Oglethorpe told Tomo-chi-chi that he wished to settle with his colony in the woods nearby, but, that they would not interfere in any way with the Yamacraws; that they would do no harm but only good to the Indians, would give them blankets, hatchets, guns, and other things, and would help them in many ways. He hoped they might always be good friends and live as peaceful neighbors. Oglethorpe’s noble countenance, kind manner, and fine promises completely won old Tomo-chi-chi’s heart, and he said: “There is plenty of room here for both red men and white men. Bring your people on to our woods. As soon as they get settled, we will call to welcome them.” Tomo-chi-chi was a wise statesman. He knew that the whites might be of great benefit to the Indians, and that to make enemies of them would bring certain ruin to the Indians. Such was the first meeting between these two remarkable men who afterwards became such fast friends, and who worked together harmoniously for the founding of Georgia
Oglethorpe and Colonel Bull spent several days in surveying the surrounding country. Accompanied by two or three Yamacraw Indian guides, they would tramp all day long through the deep, dark, beautiful woods, returning at night to sleep in their little boat at the foot of the bluff. The more Oglethorpe saw of the country, the better he liked it. The high bluff extended more than a mile along the river bank and stretched back from the stream five miles in a level plain. Standing on the edge of the bluff, he could see the broad sweep of the Savannah River for miles above and below, as it flowed onward toward the sea. The water under the bluff was so deep that big ships could come right up to the bank.

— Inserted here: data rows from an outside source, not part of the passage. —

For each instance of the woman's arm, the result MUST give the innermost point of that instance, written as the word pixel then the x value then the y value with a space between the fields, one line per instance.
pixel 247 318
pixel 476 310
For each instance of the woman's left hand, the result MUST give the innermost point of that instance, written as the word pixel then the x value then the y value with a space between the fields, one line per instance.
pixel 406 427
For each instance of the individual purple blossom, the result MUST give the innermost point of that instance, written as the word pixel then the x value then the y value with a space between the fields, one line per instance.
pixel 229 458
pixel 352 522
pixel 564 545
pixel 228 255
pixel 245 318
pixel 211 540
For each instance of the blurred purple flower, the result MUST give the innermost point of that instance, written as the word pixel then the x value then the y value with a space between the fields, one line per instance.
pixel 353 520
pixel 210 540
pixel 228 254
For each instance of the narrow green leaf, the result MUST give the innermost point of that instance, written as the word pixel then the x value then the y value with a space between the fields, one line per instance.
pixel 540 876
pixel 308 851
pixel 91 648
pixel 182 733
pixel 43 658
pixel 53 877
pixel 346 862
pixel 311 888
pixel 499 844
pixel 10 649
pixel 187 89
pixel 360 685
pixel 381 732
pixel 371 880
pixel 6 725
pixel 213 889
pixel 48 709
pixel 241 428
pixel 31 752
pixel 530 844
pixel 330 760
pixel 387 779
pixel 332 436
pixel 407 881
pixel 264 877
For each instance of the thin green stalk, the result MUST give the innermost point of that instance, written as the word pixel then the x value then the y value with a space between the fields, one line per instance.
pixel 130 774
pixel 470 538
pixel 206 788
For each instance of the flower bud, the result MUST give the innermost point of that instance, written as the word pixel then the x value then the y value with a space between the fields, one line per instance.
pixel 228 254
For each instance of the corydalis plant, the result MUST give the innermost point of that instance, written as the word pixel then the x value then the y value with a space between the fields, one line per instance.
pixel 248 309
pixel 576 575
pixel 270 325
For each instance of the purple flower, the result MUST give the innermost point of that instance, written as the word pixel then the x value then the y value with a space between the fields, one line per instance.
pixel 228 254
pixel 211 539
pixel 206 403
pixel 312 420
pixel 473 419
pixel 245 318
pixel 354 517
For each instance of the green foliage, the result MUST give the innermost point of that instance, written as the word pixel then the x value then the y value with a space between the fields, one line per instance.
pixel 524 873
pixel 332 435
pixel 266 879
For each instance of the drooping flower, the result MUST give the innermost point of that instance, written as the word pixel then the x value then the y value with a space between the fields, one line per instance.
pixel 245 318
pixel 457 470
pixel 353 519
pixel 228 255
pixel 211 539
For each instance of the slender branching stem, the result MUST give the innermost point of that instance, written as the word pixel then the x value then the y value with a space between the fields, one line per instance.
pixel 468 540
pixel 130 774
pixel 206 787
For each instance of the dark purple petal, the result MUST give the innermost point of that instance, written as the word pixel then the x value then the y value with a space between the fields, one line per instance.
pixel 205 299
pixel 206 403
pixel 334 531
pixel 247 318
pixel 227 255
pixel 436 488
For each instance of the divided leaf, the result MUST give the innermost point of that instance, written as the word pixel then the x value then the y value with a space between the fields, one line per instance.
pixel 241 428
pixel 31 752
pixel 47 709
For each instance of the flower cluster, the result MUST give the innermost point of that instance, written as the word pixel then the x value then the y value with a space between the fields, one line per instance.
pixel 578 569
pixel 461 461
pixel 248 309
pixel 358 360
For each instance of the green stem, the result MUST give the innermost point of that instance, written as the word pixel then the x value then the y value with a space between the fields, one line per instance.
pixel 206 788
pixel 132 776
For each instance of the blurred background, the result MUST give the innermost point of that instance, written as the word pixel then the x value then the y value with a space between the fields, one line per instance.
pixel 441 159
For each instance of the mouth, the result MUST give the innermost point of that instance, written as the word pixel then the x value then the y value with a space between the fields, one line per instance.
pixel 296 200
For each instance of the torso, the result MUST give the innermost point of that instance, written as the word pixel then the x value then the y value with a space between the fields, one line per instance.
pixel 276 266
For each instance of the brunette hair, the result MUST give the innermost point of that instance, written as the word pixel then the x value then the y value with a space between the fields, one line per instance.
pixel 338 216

On February 5th, Oglethorpe, having finished his survey, got aboard his little vessel and sailed back to Port Royal. He found that during his ten days’ absence his colonists had been most kindly treated by the soldiers and the people of Beaufort. Many of the folk from the surrounding country, too, had called to see them and had brought them presents of fat pigs, fowls, eggs, butter, and home-made bread. They were in good health and fine spirits; and no wonder, for they had been treated like heroes and had lived on the “fat of the land.” On the night after his return, Oglethorpe got them together and described to them the beautiful spot in Georgia that he had selected for their home and told them about the Yamacraw Indians. He instructed them to be ready, bag and baggage, to start for Savannah (as he had already named the place) early on the next Monday morning.
On the Sunday morning before leaving South Carolina, the colonists held a special thanksgiving service. After the service, Oglethorpe gave, at his own expense, a grand dining, to which, in the name of the colonists, he invited the soldiers and all the good South Carolina people that had been so kind to them. More than 300 people partook of the feast, at which was served, four fat hogs, two fine English beeves, eight turkeys, one hundred chickens and ducks, a hogshead of rum punch, a hogshead of beer, and a barrel of wine. Notwithstanding the large quantity of liquor consumed, not a man got drunk and perfect order was preserved. This was the first Georgia barbecue; for, though spread in South Carolina, it was given by the first Georgian and was served in that abundant and generous way that has since made barbecues the most famous of feasts.